Drug Therapy for Mouth Disorders: Cold and Canker Sores
The goals of treatment are to control discomfort, allow healing, prevent spread to others, and prevent complications. The cold sore should be kept moist to prevent drying and cracking that may make it more susceptible to secondary bacterial infections. Docosanol (Abreva) is the only FDA-approved product clinically proven to shorten healing time as well as the duration of the symptoms such as tingling, pain, burning and itching. It must be applied five time daily starting at the firs sign of outbreak (e.g., tingling, pain, burning, itching). Local anesthetics (e.g., benzocaine, dibucaine, lidocaine) in emollient creams, petrolatum, or protectants (e.g., TheraPatch Cold Sire [lidocaine 4%, camphor, eucalyptus oil, glycerin]) can temporarily relieve the pain and itching prevent drying of the lesion. Topical analgesics (e.g., Blistex [allantoin, menthol, camphor, phenol]) are safe and effective in temporarily reducing pain. Oral analgesics (e.g., aspirin, acetaminophen, ibuprofen, naproxen) may also provide significant pain relief. Broad-brimmed hats and ultraviolet blockers (e.g., Chapstick Lip Moisturizer Ultra, Natural Ice) wuth a sun protection factor (SPF) of at least 15 can be used for patients whose cold sores occur with sun exposure. Secondary infections can be treated with a topical antibiotic ointment such as Neosporin.
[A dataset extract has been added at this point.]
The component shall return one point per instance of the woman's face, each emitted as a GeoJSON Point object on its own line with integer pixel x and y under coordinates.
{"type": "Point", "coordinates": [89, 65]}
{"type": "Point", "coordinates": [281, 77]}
The goals of treatment are similar to those for cold sores: to control discomfort and promote healing. Topical amlexanox paste 5% (Aphthasol) is a an anti-inflammatory agent that hastens healing when compared with placebo. The paste should be applied to each lesion as soon as possible after noting the symptoms of a canker sore. The patient should continue to use the paste four times daily, preferably following oral hygiene after breakfast, lunch, and dinner and at bedtime. Protectants such as hydroxypropyl cellulose film (Zilactin) may also reduce friction. Topica anesthetics to control discomfort, such as benzocaine (Orabase-B [benzocaine 20% in plasticized hydrocarbon gel]) or bucataine, are particularly effective if applied just before eating or performing oral hygiene. Oral analgesics (e.g., aspirin, acetaminophen, ibuprofen, naproxen) may also provide significant pain relief. Aspirin should not be placed on the lesions because of the high risk of severe chemical burns with necrosis. Oxygen-releasing agents (carbamide peroxide, hydrogen peroxide, perborates) can be used as debriding and cleaning agents up to four times daily for 7 days. Long term safety has not been established, and tissue irritation and black hairy tongue have been reported. Saline rinses (1 to 3 teaspoons of table salt) in 4 to 8 ounces of warm tap water may be soothing and can be used before topical application of medication. Sustained use of products containing menthol, phenol, camphor, and eugenol should be discouraged because they can cause tissue irritation and damage or systemic toxicity if overused. Silver nitrate should not be used to “cauterize” lesions because it may damage healthy tissue surrounding the lesion and presdispose the area to later infection.